Monday, Nov. 08, 1982
Settling Scores
Murder in black and white
Three-quarters of Tchula, Miss. (pop. 1,900), is black, and the town was proud five years ago when the first black mayor took office. Eddie Carthan's election was seen as a triumph of fair play after decades of rigged politics. But things did not turn out so simply. Last year Carthan, 33, was convicted of assaulting a policeman and forced to leave office. Now he is on trial again, accused of arranging the murder of his principal black political opponent in town. Carthan says he has been framed by the white Establishment of Tchula and Holmes County, and his case has become a cause celebre.
When Carthan was elected mayor, four other blacks were elected to the five-member board of aldermen. With the support of three of them, Carthan embarked on an ambitious agenda, building a day care center and public housing. The anti-Carthan aldermen were Roosevelt Granderson, a grocery store clerk, and John Edgar Hays, a white cotton farmer. In 1978, one of Carthan's bloc resigned. He was replaced by another black, an ally of Granderson and Hays. The political balance shifted, and acrimony intensified.
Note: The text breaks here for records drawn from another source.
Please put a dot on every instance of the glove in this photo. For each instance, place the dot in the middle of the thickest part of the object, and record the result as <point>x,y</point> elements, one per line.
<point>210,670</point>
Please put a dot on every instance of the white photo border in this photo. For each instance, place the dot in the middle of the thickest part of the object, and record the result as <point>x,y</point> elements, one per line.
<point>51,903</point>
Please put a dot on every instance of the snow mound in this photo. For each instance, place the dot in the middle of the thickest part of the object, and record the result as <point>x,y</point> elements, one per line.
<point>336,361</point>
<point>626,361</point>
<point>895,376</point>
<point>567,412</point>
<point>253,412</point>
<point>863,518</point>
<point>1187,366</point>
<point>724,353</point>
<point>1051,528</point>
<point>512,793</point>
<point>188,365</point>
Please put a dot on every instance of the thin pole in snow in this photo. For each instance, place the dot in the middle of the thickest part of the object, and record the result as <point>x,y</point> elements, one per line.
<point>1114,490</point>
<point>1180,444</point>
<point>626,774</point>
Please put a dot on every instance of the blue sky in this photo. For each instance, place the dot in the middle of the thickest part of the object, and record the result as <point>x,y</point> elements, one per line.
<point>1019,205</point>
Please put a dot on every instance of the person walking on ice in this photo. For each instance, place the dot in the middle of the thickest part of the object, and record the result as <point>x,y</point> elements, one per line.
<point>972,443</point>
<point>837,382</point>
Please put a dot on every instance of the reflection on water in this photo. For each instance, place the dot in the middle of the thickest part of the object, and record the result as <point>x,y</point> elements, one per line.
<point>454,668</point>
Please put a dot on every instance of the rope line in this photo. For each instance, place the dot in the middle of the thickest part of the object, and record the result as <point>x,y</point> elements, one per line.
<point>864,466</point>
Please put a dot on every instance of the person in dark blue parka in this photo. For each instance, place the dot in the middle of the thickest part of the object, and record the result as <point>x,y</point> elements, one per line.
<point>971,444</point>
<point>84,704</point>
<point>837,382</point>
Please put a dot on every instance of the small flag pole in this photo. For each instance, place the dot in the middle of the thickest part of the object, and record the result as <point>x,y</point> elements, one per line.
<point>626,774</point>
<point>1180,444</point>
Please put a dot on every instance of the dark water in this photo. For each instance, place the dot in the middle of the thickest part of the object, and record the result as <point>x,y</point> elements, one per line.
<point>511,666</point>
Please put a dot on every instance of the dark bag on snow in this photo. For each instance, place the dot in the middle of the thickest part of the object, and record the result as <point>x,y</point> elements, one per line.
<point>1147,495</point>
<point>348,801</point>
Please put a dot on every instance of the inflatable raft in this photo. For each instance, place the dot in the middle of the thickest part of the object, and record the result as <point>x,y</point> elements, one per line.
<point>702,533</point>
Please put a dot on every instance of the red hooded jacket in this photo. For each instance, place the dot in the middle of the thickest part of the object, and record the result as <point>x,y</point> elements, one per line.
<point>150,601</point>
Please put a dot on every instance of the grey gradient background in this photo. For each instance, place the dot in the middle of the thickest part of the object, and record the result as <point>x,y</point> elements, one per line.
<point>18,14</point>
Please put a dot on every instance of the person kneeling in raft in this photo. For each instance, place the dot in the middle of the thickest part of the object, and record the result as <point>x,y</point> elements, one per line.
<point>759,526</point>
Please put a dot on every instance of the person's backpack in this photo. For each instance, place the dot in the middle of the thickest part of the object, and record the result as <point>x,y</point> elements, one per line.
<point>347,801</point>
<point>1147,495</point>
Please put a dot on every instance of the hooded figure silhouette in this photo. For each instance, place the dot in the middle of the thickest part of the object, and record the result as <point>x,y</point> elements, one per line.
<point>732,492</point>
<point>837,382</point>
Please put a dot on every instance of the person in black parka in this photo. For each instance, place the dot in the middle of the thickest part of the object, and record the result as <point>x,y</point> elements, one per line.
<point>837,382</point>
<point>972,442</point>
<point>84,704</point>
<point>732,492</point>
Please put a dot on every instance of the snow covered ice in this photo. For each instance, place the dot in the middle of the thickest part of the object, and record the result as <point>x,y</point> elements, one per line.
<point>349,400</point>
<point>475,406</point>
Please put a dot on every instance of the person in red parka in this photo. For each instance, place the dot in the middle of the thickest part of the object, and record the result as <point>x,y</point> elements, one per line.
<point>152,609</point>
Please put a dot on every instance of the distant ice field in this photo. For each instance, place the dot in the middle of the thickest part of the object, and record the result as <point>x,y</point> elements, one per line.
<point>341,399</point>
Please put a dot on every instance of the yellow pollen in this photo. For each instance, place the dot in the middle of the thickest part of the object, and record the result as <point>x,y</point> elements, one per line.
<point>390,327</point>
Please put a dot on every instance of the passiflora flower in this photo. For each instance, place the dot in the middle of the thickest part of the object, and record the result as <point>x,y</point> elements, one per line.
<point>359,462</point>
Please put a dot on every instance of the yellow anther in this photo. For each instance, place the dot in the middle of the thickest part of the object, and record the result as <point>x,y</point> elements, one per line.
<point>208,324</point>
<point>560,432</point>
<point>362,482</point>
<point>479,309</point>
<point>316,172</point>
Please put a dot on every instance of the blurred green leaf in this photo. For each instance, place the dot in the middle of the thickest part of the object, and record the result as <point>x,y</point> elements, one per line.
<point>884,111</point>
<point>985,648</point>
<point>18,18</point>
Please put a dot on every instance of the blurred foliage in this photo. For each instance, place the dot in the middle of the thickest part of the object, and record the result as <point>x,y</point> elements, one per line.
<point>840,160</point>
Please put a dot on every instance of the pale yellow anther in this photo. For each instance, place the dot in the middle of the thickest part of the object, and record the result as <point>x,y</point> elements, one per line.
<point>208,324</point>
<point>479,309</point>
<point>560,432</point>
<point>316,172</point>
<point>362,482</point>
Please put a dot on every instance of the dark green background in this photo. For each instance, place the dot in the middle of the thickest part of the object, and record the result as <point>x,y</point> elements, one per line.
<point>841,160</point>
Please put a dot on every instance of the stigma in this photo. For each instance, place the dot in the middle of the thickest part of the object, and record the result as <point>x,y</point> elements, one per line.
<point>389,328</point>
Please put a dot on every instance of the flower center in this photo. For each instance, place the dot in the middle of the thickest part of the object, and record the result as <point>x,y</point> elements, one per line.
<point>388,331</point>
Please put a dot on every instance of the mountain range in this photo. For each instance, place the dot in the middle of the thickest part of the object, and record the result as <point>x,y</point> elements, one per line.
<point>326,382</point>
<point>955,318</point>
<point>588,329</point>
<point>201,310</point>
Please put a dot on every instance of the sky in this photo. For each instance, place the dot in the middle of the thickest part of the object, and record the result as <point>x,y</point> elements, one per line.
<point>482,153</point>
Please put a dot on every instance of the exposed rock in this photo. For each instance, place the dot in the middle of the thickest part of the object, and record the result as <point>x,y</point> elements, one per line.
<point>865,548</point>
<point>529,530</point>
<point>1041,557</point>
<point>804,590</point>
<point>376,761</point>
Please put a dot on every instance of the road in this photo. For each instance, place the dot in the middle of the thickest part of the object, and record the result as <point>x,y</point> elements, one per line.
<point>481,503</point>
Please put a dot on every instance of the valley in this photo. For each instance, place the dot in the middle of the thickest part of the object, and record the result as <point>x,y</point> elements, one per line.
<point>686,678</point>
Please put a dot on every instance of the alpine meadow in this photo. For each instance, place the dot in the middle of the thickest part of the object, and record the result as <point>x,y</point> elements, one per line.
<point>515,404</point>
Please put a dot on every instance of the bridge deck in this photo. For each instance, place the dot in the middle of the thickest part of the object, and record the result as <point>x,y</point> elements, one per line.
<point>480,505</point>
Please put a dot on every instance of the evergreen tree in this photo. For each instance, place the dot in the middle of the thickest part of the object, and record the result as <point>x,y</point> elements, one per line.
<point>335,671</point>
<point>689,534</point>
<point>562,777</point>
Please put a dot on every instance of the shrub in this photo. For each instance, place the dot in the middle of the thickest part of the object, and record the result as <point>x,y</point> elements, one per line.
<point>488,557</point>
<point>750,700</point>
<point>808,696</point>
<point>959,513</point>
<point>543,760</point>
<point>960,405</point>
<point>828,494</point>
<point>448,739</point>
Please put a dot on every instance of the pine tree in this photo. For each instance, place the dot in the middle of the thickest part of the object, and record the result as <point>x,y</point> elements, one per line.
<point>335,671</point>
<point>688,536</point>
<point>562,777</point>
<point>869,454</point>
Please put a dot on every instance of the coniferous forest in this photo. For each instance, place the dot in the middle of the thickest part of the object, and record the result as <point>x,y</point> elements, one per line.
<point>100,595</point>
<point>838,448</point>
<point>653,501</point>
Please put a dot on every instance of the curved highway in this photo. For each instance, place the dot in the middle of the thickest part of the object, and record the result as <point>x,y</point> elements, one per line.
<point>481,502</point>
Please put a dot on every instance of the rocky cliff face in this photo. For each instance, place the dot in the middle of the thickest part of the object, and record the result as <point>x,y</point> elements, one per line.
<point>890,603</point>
In 1980, Carthan chose a black to be chief of police. The aldermen chose a white. Carthan and six companions went to the tiny police station and confronted the aldermen's chief. There was a melee. Carthan and his accomplices were convicted of assault and given three-year jail sentences; all but Carthan's were suspended. (He began serving his term last summer.) The mayor was required to resign, and Granderson was appointed in his place. Tchula's elections in June 1981 were a last, unequivocal rejection of Carthan's fitful reign: his two supporters on the board of aldermen were defeated, and his white predecessor as mayor was returned to office.
Three weeks later Vincent Bolden and David Hester, cousins from East St. Louis, robbed the grocery store where Granderson worked of $5,000, hustled him to a back room and shot him dead. According to prosecutors, Bolden and Hester were hitmen, contracted by the vengeful ex-mayor to assassinate Granderson for $10,000. Defense attorneys say that a drug dispute may have been the motive: Hester, an admitted dealer, testified that he once sold Granderson cocaine worth $200,000.
Bolden, 30, struck a deal with the prosecutors: in return for pleading guilty to murder and testifying that Carthan hired him, he was offered the likelihood of only eight years in prison instead of a possible death sentence. He took the stand last Wednesday in the murder trial of Carthan, but much of his testimony was ruled inadmissible as hearsay, since Hester alone had made all the alleged arrangements with Carthan. The next day a new plea bargain was struck, this one with Hester: for testifying that he and Bolden had killed Granderson on Carthan's orders and for pleading guilty to felonious assault, he would not be prosecuted for murder.
Carthan's legal squad, which calls its first witness this week, is being furnished by the Washington-based Christie Institute, a liberal public-interest law firm, and by the World Council of Churches. Over the past year Carthan (whose $115,000 bail was put up by local black farmers) has spoken at fund raisers in Eddie Carthan 66 cities, sometimes appearing with celebrated Black Actor Ossie Davis.
Carthan says he is the target of a "racist conspiracy" determined to eliminate "a black man who refuses to be their little boy, who will not bow down to the racist system." The jury of twelve blacks is to decide simply if he was part of a murder.